Rowena assumed, naturally, that her father was holding off out of respect for her wishes and that dear Rudolph—who
was
painfully shy—hadn’t yet pressed his suit. She assumed, furthermore, that this dalliance with the duke would be like all the others: he’d come, make his advances, and leave when she told him to.
Shoring up her claims of genuine affection toward Rudolph was the fact that many of these rejected suitors had born greater rank as well as far heavier purses. Rudolph wasn’t poor, but he hadn’t the income to pull Enzie Moor out of its disasters. Few men did, save perhaps the king and a handful of his cronies. One or two merchants, maybe, but the earl himself refused to consider such a match. Despite his wife’s lowly origins, he believed firmly that the common folk were beneath him. At least the
male
common folk. The earl, as Rowena had never noticed, wasn’t much of a one for women’s liberation and viewed women far more as ornaments than legitimate people.

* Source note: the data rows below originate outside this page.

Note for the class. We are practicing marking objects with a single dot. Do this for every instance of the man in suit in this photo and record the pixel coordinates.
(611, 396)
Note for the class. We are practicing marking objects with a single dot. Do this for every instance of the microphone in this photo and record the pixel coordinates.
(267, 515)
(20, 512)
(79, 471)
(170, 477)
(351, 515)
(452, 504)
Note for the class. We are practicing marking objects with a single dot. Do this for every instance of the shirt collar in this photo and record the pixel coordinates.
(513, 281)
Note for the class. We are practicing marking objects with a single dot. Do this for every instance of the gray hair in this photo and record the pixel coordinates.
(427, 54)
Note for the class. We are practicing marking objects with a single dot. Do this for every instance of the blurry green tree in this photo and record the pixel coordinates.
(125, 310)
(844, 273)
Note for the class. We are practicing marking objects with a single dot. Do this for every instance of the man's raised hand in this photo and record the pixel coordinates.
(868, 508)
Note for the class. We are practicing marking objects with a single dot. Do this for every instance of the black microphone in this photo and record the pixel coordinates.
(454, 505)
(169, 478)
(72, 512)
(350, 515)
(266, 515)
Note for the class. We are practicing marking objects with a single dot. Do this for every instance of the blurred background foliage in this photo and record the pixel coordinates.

In truth, Rowena’s disinterest in the duke surprised Isla. Rudolph was impressive by country standards, but in Isla’s opinion held nary a candle to the parades of handsome and handsomely dressed men who’d come calling. The earl did, after all, possess a great deal of land. Rudolph might seem sophisticated here, amidst the rotting rafters and birds’ nests, but he’d be a bumpkin of the highest order in the capital. Or in Darkling Reach, the duke’s domain and her sister’s proposed new home. And the duke was…well, the duke.
“He’s not so bad,” Isla ventured, disbelieving her own words as she said them. She kept her face to the window, watching as the men whose turn it was tended the manor’s gardens. When dusk fell, they’d walk back to their own small crofts, wherever those might be, and till their own fields by moonlight. And within a fortnight, a new group of men would show up to put in their hours as the law of the land and the far more ancient bonds of fealty required. The relationship between lord and serf was a pact of mutual obligation and, above all, trust. Mountbatten would, she thought, be a good lord—if not a good husband.